Formally, the work stands out as a tour de force of the hand. Sometimes, the sculptures make a case for biological forms—cells and viruses whose bright hues seem to relate to specimens in found true science. In this way, Chun makes it clear that his abstractions (indeed, all art abstractions) can never fully deny a connection to nature, no matter how anti-figurative they may seem to be. The boundaries between realism and nonobjective art are more porous than they seem. Even so, the biological cast and implications of Chun’s work does not do away with our first impression that this work is about itself—abstraction being an art given to self-determination. Yet art is of course always a cultural construct, deriving strength from its contact with the outside world. While it cannot be said that abstraction is only about itself, it is true that Chun’s efforts collectively comprise a self-made language, one immediately recognizable for its own attributes, which tend to assert idealized form.
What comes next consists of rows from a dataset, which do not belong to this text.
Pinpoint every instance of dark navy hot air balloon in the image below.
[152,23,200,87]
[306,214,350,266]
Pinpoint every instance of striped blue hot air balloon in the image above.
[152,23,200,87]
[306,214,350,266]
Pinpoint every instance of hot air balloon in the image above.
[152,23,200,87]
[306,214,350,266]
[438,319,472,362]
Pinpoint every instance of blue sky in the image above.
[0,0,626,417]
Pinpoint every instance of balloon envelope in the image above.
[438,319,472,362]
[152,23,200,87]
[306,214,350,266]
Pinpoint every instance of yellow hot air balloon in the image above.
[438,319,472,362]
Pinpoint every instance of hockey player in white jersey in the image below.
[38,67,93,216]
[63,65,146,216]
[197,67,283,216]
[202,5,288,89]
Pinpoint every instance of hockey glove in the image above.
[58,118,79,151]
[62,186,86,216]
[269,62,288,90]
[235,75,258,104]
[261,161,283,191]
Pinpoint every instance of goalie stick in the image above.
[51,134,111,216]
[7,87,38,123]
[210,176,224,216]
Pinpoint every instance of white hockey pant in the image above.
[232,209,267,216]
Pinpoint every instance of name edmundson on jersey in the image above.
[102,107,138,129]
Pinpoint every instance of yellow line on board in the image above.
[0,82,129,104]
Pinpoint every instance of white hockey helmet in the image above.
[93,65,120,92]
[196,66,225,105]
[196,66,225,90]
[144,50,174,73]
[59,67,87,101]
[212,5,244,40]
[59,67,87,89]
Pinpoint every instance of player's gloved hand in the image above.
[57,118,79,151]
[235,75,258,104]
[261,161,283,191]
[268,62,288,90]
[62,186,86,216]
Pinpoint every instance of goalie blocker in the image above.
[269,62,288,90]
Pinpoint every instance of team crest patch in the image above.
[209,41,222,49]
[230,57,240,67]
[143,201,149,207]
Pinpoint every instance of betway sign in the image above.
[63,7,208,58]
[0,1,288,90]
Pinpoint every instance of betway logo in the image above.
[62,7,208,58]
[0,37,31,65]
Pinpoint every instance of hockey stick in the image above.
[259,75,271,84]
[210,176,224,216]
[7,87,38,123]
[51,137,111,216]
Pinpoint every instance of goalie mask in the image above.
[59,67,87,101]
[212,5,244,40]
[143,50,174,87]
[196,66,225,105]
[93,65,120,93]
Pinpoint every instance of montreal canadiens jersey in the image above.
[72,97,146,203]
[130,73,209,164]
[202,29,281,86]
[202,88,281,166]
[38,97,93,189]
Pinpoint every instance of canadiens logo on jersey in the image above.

Inevitably, there is a tension, or even a contradiction, between realism and its abstract counterpoint, but this is relatively slight in Chun’s sculptures. Instead, we seen a language in which the overall configuration is developed from accumulations of small forms, which, when viewed singly and close up, are interesting in and of themselves.
The other important aspect of Chun’s oeuvre is its tenacity of craft. In America now, the art world is intellectualized and politicized—to the point where formal practice is not often considered or even understood as needed. The craft that goes into Chun’s sculptures is neither decorative nor folk in its implications. It is an integral part of the structure of his work. In Korean contemporary art, technical skill is usually a major part of its attractiveness, and this holds true in Chun’s case. Even so, that does not mean Chun has moved into a language that is only crafted; the great strength of the “Aggregations” series has to do with its formal intelligence—its independence of shape and its rejection of the simple in favor of the complex. Together, in a group, as this fine museum show demonstrates, Chun’s artworks transform a neutral, white-cubed space into a magical place, where the sculptures join together in a discussion about the formal possibilities of art. Craft is the means by which Chun develops the conversation. The biographical origins of the materials lend a personal touch to work that asserts an idealized vision of what art can be. These seeming contradictions, between public and private, abstract and figurative, intellectual and emotional, are quite literally reshaped into an entirety we can only admire—and respect for its integrity.